My rating: 5 of 5 stars
“Horns” starts with two of the most ingenious opening paragraphs I’ve read in a long while about Ignatius Perrish waking up from having spent the night before doing horrible things and getting ready to do a lot more. Also, Ig (as he’s called) has a pair of horns growing out of his head.
Joe Hill sets the hook early (again, two paragraphs) and then never lets go of your attention for the rest of “Horns” as we learn more not only about the night before but the complicated past of one Ignatius Perrish. Ig was the prime suspect in the murder and rape of his girlfriend Merrin. The night before Ig is set to leave for England for six months, Merrin announces that she wants a bit of a break from Ig during his sojourn in England. Ig leaves is a fit of fury and the next day Merrin is found dead in the woods. Ig is the prime suspect but was never charged due to a lack of evidence.
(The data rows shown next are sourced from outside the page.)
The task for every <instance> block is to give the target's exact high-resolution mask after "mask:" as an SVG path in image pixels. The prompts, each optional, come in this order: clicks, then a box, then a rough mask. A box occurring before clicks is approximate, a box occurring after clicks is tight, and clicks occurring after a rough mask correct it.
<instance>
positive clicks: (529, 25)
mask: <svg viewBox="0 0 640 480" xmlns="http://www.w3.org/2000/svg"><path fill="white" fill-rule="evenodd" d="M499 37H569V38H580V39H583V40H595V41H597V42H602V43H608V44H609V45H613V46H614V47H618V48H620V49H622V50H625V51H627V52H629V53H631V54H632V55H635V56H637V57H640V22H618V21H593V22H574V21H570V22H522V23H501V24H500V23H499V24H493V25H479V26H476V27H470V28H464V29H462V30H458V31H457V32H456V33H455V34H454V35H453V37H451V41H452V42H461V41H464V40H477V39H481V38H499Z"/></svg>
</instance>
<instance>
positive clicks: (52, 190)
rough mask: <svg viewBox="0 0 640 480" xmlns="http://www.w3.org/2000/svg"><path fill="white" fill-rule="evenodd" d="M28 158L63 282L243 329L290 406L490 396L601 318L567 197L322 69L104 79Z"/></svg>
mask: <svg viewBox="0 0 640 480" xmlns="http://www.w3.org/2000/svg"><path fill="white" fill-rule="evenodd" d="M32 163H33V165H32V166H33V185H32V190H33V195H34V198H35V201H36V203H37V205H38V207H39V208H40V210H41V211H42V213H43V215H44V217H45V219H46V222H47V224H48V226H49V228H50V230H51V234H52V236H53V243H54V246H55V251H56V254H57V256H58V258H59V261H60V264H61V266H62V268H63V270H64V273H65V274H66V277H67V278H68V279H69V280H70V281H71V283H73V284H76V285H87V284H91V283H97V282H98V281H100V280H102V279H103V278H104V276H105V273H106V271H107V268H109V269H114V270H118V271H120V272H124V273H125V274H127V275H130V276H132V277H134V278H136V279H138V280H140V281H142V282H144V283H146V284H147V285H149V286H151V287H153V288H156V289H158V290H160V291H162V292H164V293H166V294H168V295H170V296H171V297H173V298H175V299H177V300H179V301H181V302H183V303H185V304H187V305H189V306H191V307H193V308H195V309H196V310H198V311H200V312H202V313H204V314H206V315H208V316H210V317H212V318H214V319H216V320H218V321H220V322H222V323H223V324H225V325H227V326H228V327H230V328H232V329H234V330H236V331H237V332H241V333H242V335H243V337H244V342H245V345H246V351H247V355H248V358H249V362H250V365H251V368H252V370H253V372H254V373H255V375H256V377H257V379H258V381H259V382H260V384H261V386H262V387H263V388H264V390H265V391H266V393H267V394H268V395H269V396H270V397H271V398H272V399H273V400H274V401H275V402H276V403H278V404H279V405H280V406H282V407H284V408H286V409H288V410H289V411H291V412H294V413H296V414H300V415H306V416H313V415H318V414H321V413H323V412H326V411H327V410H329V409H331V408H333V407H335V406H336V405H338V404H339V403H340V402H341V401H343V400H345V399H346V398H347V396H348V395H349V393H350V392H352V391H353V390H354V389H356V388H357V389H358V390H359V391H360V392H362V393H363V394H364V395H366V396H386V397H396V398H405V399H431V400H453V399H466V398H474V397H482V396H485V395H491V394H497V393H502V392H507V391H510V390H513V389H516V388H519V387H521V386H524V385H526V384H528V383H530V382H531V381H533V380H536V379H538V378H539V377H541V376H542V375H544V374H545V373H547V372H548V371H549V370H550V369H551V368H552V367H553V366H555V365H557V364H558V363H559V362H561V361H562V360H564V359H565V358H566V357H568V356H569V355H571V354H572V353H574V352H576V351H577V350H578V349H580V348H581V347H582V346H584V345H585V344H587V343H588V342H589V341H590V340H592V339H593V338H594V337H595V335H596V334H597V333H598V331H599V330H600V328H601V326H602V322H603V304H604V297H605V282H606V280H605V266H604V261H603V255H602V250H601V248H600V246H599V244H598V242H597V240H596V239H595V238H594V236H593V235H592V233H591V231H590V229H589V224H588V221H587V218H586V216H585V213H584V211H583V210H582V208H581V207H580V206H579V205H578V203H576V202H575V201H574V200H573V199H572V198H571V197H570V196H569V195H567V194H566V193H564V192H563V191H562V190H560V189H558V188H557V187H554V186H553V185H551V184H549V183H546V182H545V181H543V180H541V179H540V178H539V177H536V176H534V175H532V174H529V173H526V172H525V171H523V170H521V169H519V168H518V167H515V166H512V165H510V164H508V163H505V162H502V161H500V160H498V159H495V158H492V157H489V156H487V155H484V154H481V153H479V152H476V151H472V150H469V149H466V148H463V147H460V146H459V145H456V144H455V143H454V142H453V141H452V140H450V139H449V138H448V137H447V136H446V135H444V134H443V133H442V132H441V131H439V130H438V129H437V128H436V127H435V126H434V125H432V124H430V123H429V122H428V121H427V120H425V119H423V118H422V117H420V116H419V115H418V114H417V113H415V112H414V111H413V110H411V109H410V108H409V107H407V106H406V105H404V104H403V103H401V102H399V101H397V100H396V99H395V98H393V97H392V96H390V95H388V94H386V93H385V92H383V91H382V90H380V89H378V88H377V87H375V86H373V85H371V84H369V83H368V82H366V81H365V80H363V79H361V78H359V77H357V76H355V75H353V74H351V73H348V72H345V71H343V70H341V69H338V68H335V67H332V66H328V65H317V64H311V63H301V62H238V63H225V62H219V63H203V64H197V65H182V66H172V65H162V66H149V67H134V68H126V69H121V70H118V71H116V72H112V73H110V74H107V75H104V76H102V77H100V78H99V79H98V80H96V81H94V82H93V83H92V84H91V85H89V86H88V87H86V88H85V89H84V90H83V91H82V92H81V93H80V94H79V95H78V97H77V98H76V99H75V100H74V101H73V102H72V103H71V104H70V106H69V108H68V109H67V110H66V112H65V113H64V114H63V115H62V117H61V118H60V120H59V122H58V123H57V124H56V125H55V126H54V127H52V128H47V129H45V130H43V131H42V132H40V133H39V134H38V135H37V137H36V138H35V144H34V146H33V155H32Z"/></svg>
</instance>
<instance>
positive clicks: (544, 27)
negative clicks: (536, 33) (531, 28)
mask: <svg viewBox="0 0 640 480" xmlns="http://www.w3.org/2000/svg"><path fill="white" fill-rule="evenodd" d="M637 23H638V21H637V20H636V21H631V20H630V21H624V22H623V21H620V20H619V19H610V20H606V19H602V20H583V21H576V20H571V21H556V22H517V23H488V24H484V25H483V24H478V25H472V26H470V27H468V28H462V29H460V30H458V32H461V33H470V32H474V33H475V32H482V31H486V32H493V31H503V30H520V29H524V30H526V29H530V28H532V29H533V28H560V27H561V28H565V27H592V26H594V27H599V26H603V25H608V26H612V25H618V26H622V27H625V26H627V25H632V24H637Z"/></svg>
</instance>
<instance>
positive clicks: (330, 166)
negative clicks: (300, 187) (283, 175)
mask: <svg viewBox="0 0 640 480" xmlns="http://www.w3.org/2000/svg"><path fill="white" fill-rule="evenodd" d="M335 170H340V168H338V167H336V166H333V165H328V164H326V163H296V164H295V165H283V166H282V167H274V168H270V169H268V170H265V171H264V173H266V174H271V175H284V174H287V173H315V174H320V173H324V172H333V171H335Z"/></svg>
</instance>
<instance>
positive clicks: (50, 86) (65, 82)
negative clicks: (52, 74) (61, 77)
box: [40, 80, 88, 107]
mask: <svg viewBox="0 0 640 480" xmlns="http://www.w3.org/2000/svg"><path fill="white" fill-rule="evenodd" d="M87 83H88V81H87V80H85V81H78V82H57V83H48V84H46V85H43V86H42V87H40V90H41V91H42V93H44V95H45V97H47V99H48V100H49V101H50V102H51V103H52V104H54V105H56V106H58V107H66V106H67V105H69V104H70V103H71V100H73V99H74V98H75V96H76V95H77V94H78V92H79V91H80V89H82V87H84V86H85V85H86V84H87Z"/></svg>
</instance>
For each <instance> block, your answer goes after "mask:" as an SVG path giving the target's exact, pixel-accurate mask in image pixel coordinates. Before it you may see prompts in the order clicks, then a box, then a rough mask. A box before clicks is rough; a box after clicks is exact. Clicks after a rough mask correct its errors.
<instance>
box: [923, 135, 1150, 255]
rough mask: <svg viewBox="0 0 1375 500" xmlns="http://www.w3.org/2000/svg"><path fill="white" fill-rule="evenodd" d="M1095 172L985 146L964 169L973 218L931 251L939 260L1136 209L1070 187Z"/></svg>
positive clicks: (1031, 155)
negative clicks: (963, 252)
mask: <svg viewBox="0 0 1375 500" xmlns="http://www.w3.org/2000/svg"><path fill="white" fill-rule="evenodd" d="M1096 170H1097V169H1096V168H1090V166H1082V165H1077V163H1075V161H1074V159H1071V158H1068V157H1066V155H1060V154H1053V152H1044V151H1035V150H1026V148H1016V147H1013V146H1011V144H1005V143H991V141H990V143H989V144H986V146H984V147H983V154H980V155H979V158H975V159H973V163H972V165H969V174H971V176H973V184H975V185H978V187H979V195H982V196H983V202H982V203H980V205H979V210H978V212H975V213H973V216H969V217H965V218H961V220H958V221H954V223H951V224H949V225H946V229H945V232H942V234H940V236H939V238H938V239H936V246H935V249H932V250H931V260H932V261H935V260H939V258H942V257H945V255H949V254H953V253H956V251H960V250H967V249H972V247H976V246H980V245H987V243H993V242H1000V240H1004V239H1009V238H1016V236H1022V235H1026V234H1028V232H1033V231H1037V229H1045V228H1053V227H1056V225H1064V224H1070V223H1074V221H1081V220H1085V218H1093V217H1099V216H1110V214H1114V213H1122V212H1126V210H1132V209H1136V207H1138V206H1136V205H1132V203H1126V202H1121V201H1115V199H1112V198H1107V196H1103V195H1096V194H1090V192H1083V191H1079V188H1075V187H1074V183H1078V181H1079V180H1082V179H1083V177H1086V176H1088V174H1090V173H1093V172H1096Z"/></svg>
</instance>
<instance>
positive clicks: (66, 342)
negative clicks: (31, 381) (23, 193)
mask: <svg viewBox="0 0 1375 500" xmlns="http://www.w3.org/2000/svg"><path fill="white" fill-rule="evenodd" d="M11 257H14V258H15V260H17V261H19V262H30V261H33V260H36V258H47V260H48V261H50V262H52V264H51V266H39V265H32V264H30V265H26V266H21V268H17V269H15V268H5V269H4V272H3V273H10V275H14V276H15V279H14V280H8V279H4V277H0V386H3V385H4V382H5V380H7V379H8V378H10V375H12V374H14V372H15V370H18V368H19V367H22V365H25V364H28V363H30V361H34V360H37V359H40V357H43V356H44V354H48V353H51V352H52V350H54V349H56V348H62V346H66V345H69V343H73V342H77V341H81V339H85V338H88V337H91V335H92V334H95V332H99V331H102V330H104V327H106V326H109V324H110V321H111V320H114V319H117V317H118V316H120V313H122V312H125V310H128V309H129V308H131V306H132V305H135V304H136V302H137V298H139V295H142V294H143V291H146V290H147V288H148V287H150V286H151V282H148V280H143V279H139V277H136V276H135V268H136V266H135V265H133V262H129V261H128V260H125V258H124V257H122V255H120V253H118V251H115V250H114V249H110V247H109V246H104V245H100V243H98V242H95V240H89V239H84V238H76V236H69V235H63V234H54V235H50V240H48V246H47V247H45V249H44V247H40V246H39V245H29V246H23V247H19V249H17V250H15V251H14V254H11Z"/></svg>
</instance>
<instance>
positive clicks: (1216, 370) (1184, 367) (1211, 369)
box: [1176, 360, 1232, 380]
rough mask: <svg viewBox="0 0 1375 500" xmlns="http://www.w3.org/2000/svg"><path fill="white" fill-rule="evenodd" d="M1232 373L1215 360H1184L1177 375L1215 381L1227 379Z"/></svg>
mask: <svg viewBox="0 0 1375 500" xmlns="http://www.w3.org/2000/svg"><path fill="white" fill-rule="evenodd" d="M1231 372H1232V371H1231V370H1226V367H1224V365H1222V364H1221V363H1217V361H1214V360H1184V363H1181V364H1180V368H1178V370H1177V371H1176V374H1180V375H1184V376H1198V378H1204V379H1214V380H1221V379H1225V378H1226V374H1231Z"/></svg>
Now a year later, he’s woken up with horns and is estranged from most of his family and friends. And the horns have an unusual power–they make anyone Ig comes in contact with tell him their most subconscious and repressed desires, emotions, thoughts and feelings. It’s amusing at first, but soon takes a darker turn with Ig finds out exactly how his family feels about him and discovers some clues about what happened the night Merrin died.
At times, “Horns” feels like a lost story by Richard Matheson while at others (especially in the last half of the book), the story feels like vintage Stephen King. Joe Hill shows the influences of both horror masters here, but also comes into his own as a writer with this superb story. Going back and forth, following events across Ig’s life, we get a complete character study as well as a superb set-up of what happened to Merrin and why. The story gives us just enough clues to keep things interesting without telegraphing all of the novel’s final few revelations. And when the final page is turned, you’ll walk away feeling satisfied like you’ve just enjoyed a great meal.
Joe Hill builds on his work in “Heart Shaped Box” with “Horns,” delivering on the promise he showed there in spades. You don’t have to have read “Box” to enjoy “Horns” (each is stand alone), but if you missed it, you’ll definitely want to check out one of the most promising young writers on the market today. “Horns” should only win him over a legion of new fans.
One of the best books I’ve read all year.